Billings falls in love with a cave girl, Ajor. He is powerfully attracted to her, and she clearly adores him… but he holds himself back because she’s clearly not in his class.
This is one of several uncomfortable racial echoes in Burroughs’ work. Although Billings does right by his cave babe in the end, there are several references to some people being of inferior genetic stock, or of “a lower order” – an uncomfortable categorisation to modern eyes, but arguably less so in the 1930s. We know where that kind of thinking led us.
Finally, there’s Out of Time’s Abyss, which backtracks to the story of what happened to Bradley and his companions after Tyler was separated from them at Fort Dinosaur in The Land That Time Forgot.
Bradley is British and, like Tyler and Billings before him, he’s handy with his fists and quite liberal about using them. Rather than clobbering dinosaurs or cavemen, this time our hero is punching flying monsters called the Weiroos… tantalisingly close to Weirdos. Burroughs was just one letter away from having invented the term. Such disappointments are the fabric of life.
The Weiroos represent a higher level of evolution in Burroughs’ strange anthropological and biological treatise. They might be able to fly, but they can’t fight, and Bradley paggers his way through a phalanx of these beasties during various forgettable adventures in the Weiroo city, which is (rather brilliantly) made out of skulls. There’s also another fierce but perfectly-formed cave babe for Bradley to look out for, triggering an outburst of hackneyed, but still quaint British manners.
We also have an early monster moment involving a tyrannosaurus rex. This beast is so familiar to us from modern-day entertainment that it’s fun to see it rendered here as looking nothing like its popular depiction – a horned, spiky, armoured beast, though no less adept at devouring unfortunates.
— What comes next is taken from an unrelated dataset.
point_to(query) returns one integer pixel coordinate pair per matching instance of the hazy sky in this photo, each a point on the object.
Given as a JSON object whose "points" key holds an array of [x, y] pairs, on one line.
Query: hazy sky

It’s a kind of alt-universe T-Rex, like the Red Son Superman, or Batman set in a tech-noir Tokyo.
It reminded me of the Victorian dinosaur diggers, who fit their unearthed fossils together the wrong way and came up with odd, though fascinating reconstructions of what they thought the terrible lizards actually looked like.
Bradley’s story wraps the trilogy up nicely – you find out what became of Tyler and Billings, as well as the surviving personnel of Fort Dinosaur and the more dastardly Germans. Scores are definitively settled. Out of Time’s Abyss is not the best book of the three, but it does bring the tale to a satisfying conclusion.
You won’t come away from Burroughs’ work feeling particularly enriched, and after three volumes of constant fighting and monstering you may feel somewhat punch-drunk. But a little bit of what you fancy does you good, and it’s nice every now and then to escape into worlds of fantasy and heroism where all you have to worry about are scary monsters.